Después del desastre

Por Cayetano

Todavía recuerda María el día en que se topó con el viejo vagón de ferrocarril en medio del bosque, la emoción que sintió al ver aquel artefacto metálico enorme, oxidado, con las ventanillas rotas y la vegetación trepando por todas partes, invadiendo al intruso aquel y apoderándose de todo su interior.

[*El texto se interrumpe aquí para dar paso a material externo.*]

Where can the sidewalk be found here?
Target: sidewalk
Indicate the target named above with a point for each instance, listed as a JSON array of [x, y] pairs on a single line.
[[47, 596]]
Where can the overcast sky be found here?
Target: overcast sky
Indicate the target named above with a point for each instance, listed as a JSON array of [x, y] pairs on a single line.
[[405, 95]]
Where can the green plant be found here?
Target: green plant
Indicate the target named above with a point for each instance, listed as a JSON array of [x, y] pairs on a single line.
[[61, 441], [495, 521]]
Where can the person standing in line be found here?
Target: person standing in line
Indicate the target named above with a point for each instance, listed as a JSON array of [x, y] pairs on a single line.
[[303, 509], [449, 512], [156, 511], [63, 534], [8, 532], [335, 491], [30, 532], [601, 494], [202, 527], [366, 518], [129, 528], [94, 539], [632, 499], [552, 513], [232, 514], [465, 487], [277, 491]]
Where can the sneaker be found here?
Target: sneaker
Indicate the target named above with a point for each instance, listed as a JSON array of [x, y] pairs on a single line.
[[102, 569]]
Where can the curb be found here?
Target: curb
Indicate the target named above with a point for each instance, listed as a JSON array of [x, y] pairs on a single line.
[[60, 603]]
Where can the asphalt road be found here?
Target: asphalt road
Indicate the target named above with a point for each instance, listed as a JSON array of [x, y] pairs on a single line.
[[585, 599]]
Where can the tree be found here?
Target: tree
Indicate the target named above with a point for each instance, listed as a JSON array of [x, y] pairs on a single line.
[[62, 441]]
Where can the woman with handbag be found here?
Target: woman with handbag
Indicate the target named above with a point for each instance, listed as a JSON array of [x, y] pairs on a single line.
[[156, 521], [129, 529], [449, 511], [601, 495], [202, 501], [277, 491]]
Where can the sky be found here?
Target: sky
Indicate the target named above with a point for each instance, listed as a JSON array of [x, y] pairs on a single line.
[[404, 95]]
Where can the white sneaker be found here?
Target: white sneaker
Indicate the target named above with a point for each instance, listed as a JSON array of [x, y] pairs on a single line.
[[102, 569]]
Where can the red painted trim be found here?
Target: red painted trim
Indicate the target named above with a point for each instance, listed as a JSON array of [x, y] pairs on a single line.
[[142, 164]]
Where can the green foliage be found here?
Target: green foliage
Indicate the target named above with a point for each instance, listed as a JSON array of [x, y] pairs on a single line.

María nunca había visto nada parecido. Mejor dicho: jamás había visto un vehículo del tipo que fuera. Ningún coche, ningún avión, ninguna bicicleta... y mucho menos un vagón de ferrocarril. Y todo porque ella había nacido en otro tiempo, cuando ya no había máquinas, ni para vivir se necesitaban artilugios que funcionaran con energía artificial. Cuando llegó al mundo, la gente se calentaba y alumbraba con leña del bosque y se aseaba como buenamente podía con agua calentada directamente en el mismo hogar donde se cocía la comida.
Y fue en la cueva cuando, emocionada por el hallazgo, su abuelo le contó cómo era el mundo antes de que ella naciera. El abuelo era muy sabio y explicaba pacientemente a la niña cómo era esto y cómo era lo otro. Y la niña atendía con los ojos muy abiertos.
Todo lo que relataba el abuelo se le antojaba como algo fantástico que ocurrió mucho antes de la gran destrucción, antes de que la estupidez humana acabara con la humanidad misma; bueno, con buena parte de ella. El día del apocalipsis. María no llegó a vivirlo, aunque algo notaría pues su madre andaba embarazada de ella cuando todo acabó.
Pero aquello ya pasó. Y ella y los suyos lograron sobrevivir. La civilización se derrumbó de la noche a la mañana como un castillo de naipes. Y allí estaba el testigo de aquel tiempo pasado: el viejo vagón comido por la vegetación. Una evidencia de que la naturaleza se había impuesto sobre las ruinas de un mundo que terminó devorándose a sí mismo. Y aquel era el lugar de juegos preferido de María, donde daba rienda a su imaginación e inventaba mil y una aventuras. Para la niña, aquel artefacto oxidado hacía el papel que, para otros niños de otros tiempos, representaba el castillo encantado o la casita de muñecas.
Hasta que llegó el día en que encontró la caja. Era una caja preciosa, metálica, con mucho colorido, de esas de galletas inglesas. Topó con ella por casualidad, jugando. La encontró debajo de uno de los asientos. Y dentro de la caja, viejas fotografías. Casi todas con manchas y con ese aspecto mate de las fotos envejecidas o sometidas a cambios de temperatura o humedad. Y las fotos de aquella caja se convirtieron en su tesoro más preciado. Y las contemplaba una y otra vez, asombrada, con los ojos muy abiertos; como cuando el abuelo le contaba aquellas historias antiguas. Y en ellas pudo descubrir extraños artefactos nunca vistos hasta entonces. Y edificaciones de cuando las personas vivía en casas y no en cuevas o chozas hechas con ramas. Y gentes con ropas muy nuevas, no esos harapos con los que se cubrían ahora. Y mujeres muy guapas, arregladas y con bonitos peinados. Eso fue sin duda lo que más le impactó, porque ahora todo el mundo andaba con la cara sin maquillar y con el pelo muy corto o rapado, para evitar las colonias de piojos que pululaban por todas partes.
Y había fotos de niñas como ella, con aspecto sano y feliz. Pero solo una era su preferida: la de la mujer joven de la bonita sonrisa. Una chica, como de veinte o veintidós años, con una mirada clara, limpia, la de un ser que todavía no ha sufrido en su vida ni en la de sus seres queridos la pena o la enfermedad; una sonrisa franca y amable, nada impostada. Y esa mirada y ese gesto de la boca iban dirigidos solamente a María. ¡Cuánto tiempo hacía que no encontraba en su entorno algo parecido! Los gestos de sus familiares eran serios, graves, las miradas ligeramente acuosas pero sin brillo, el tono apagado... Estaban tristes. Se percibía que algo tremendo había ocurrido para que eso fuese así. Por esa razón, la foto era como encontrar otro mundo, otra gente que vivía su tiempo de otra manera, con alegría y esperanza en un futuro prometedor. Y María se aferraba a la imagen como si le fuera en ello la vida. Por eso, la sacó de la caja y la guardó entre sus pobres ropas. Era su secreto. La llevaría siempre consigo, como una reliquia, como un amuleto protector, como la estampa de una diosa de una nueva religión que fundaría ella y a la que cada noche le dedicaría sus últimos pensamientos pidiéndole que a los suyos nunca les faltara alimento y salud.